Under state law, the Texas Department of Banking regulates “perpetual care cemeteries” in cities with fewer than 5,000 residents. The U.S. Census Bureau estimated that 4,700 people lived in Peñitas during 2016.
The Lord and I Cemetery Inc. purchased a nearly 24-acre property behind the AEP Texas substation north of U.S. 83 and west of 11th Street, according to Hidalgo County property records. Workers cleared brush and built a small road, which links the funeral home parking lot on 11th Street to Diamond Avenue.
City Manager Omar Romero said The Lord & I Funeral Home didn’t notify Peñitas about the cemetery or construction on the property.
“And the reason that I didn’t go to the city and ask for permits is the state said that I don’t need to do that,” said John David Santos, who owns The Lord & I Funeral home and serves as president of the corporation that controls the cemetery.
Santos said he simply wanted to serve the community and never wanted to cause any problems.
Texas Department of Banking conducts background checks on anyone who wants to start what the state calls a “perpetual care” cemetery. The company deposits part of the proceeds from each plot into a trust fund, which covers maintenance expenses.
Santos said the cemetery will include trees, landscaping and a 200-foot buffer between the plots and the property line. At the request of neighbors, Santos agreed to build a fence between the cemetery and nearby homes — even though some already have chain-link and block walls.
“We did go round and round with the city,” Santos said, adding that the delays cost him time and money. “But I’m just glad we were able to move forward.”
Santos also met with concerned neighbors.
“There’s fewer concerned residents,” Romero said. “But there’s still concerned residents.”
Many neighbors remain angry they didn’t know about the cemetery plans. They also want Peñitas to halt construction.
“The problem is I can’t go into a lawsuit on behalf of some citizens knowing that we’ll lose taxpayer dollars,” Romero said. “And I anticipate that we’ll have to pay out in a countersuit.”
Longoria, Romero, Peñitas Mayor Rodrigo “Rigo” Lopez, Peñitas City Councilman Jose Roel Flores and Hidalgo County Precinct 3 Commissioner Joe Flores met with neighbors at John F. Kennedy Elementary School on Jan. 24.
They brought a site plan showing the cemetery layout and a rendering of the cemetery gate, but reiterated that state law doesn’t allow Peñitas to regulate the cemetery.
“The county and the city can’t stop them,” Joe Flores said, adding that he hopes the cemetery owner will reach a compromise with neighbors.
About 15 people attended the meeting, including Miguel and Maribel Benitez, who own a home immediately east of the cemetery.
“I felt like the trust between city leaders and ourselves was broken. It was not expected and no one had said anything about a cemetery being built,” said Maribel Benitez, 50, of Peñitas. “We just felt like they really did not care about their community members.”
The area floods after about two hours of rain, said Miguel Benitez, 51, of Peñitas. He brought photos showing flooding on 11th Street.

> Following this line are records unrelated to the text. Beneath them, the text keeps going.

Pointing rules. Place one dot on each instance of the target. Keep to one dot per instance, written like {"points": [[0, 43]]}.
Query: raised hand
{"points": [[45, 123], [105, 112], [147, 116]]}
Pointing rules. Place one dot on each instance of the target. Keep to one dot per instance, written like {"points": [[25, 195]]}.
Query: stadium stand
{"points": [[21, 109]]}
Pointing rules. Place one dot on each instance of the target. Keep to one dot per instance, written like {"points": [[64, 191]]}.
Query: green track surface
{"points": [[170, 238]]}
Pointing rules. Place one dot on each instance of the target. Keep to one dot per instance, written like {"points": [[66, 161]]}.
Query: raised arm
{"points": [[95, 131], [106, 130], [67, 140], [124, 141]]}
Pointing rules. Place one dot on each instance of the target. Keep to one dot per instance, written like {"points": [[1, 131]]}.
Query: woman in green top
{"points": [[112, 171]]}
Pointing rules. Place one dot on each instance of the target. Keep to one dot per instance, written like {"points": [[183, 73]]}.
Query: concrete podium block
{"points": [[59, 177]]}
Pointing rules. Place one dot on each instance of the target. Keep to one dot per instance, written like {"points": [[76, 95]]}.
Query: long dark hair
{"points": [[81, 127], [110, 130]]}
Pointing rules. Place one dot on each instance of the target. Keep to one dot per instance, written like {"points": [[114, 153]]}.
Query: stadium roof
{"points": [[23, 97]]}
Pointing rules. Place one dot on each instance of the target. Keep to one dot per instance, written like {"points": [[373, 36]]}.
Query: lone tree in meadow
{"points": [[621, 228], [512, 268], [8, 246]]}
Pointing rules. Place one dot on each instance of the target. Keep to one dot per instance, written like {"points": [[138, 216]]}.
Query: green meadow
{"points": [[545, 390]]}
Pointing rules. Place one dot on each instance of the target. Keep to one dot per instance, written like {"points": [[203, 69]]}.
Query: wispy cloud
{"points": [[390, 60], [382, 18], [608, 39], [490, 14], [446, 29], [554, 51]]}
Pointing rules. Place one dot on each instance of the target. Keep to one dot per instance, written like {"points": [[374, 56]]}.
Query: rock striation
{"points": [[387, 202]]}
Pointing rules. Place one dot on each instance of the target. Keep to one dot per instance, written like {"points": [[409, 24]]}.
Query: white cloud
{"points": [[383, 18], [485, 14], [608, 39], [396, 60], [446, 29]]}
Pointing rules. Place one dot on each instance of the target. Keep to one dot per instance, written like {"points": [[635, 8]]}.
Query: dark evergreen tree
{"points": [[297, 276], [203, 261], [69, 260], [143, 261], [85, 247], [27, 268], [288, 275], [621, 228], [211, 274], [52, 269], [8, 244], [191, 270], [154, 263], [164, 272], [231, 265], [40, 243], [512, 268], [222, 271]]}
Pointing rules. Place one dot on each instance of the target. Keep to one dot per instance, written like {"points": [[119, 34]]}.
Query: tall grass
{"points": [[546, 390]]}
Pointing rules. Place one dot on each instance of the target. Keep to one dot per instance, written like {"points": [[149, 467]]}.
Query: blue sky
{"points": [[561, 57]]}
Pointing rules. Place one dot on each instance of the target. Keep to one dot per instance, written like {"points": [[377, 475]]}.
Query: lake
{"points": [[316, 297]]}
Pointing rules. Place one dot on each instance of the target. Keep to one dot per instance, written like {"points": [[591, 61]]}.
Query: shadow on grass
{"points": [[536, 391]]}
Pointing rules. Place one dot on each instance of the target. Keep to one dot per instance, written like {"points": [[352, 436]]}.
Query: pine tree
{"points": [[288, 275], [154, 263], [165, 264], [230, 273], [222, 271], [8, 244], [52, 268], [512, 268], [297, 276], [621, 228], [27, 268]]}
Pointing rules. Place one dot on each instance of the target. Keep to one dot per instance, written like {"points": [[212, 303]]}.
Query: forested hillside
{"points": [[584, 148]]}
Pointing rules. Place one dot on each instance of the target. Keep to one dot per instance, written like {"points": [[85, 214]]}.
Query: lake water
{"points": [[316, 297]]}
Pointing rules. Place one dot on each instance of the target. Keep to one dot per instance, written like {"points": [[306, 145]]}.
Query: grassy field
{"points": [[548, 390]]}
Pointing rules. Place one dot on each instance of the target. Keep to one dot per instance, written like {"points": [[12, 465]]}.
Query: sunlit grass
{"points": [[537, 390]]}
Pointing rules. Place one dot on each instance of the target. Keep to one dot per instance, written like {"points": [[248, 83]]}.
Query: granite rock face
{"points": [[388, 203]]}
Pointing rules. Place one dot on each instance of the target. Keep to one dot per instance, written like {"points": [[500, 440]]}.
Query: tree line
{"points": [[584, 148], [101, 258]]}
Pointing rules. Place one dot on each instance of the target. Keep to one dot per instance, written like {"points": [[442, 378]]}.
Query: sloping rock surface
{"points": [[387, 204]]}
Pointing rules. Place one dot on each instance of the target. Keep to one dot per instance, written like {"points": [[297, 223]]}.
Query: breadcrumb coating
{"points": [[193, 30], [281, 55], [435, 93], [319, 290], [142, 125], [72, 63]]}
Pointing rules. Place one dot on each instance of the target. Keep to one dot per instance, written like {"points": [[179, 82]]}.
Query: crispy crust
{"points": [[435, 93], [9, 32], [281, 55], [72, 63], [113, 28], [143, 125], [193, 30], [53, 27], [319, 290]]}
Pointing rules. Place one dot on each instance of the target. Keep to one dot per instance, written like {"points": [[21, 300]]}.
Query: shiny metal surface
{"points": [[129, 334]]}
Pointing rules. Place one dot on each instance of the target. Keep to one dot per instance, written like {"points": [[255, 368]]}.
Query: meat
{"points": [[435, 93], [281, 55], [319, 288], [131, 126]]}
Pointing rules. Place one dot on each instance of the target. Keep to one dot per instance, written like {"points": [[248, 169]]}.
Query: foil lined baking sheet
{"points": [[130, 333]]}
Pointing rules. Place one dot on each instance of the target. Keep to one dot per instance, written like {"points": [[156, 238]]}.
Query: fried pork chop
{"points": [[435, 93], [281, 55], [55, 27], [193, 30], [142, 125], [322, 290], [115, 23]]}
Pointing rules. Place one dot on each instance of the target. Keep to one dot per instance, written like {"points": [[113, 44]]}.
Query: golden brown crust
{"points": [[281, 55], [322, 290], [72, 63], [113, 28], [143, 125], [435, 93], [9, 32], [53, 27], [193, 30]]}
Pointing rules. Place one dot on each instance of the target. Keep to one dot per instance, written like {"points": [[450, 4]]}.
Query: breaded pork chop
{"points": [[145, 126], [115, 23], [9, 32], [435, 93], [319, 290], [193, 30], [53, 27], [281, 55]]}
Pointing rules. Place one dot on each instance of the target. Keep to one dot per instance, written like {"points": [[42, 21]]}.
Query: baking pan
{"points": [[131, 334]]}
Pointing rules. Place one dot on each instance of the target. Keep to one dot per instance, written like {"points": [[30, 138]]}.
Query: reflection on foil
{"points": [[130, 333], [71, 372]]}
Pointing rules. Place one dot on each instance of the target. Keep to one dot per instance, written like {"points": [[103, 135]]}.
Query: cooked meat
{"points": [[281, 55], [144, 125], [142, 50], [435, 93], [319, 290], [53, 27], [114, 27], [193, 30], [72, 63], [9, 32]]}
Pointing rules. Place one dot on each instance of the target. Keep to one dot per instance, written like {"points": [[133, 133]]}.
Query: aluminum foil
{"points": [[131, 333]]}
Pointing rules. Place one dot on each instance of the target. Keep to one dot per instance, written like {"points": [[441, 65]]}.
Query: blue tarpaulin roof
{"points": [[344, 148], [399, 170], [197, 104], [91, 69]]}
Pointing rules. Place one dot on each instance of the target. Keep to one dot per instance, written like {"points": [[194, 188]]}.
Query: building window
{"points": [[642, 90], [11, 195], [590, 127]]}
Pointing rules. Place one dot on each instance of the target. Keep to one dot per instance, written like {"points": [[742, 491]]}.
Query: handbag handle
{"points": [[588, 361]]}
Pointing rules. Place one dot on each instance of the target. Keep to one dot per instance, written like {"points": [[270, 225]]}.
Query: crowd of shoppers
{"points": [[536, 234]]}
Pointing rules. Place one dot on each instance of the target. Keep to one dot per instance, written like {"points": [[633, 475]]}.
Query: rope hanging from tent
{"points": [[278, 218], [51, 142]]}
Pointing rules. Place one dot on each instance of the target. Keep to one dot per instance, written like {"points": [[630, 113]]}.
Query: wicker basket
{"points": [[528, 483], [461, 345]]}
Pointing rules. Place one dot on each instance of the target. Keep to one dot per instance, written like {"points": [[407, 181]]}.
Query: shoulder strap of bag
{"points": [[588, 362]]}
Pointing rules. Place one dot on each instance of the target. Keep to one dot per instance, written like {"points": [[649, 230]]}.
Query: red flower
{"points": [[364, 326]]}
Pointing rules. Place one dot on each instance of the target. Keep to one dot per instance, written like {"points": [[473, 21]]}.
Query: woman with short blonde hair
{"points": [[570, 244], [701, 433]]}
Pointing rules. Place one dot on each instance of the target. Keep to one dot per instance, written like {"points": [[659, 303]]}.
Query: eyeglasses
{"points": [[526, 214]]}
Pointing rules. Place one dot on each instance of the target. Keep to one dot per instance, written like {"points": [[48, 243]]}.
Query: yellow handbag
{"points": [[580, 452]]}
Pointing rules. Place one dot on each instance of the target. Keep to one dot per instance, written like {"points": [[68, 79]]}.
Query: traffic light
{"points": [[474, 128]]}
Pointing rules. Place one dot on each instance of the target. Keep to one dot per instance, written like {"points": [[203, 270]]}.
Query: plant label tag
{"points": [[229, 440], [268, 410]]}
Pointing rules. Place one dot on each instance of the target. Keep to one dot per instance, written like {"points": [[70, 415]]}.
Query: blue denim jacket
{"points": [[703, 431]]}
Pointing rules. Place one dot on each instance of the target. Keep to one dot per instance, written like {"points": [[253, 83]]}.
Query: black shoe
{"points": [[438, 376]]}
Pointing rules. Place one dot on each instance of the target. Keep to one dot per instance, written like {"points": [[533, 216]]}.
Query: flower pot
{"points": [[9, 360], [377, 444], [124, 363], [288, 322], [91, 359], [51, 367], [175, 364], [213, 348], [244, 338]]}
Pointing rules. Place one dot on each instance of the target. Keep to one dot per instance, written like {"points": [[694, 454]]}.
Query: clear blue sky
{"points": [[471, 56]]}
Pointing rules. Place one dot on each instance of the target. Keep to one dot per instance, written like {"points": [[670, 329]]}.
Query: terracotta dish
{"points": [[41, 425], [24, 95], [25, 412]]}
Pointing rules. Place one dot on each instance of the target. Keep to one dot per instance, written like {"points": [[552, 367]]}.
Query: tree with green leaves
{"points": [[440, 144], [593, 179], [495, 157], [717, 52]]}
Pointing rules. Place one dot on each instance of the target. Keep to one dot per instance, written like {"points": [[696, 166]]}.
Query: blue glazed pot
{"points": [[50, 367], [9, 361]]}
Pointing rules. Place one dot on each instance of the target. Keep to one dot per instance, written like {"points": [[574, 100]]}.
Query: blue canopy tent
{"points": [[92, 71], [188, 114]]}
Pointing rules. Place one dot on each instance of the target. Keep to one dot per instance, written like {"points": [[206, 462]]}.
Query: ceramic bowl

Precinct 3 and Peñitas will work together to address any drainage problems, Flores said, adding that federal money allocated after Hurricane Dolly may be available for the area.
Maribel Benitez said she’s also worried the cemetery will make for an awkward neighbor.
“Sometimes we want to go out there and make some barbecue or have a party,” Maribel Benitez said. “And it’s going to be kind of weird: us partying while someone is mourning the death of a loved one.”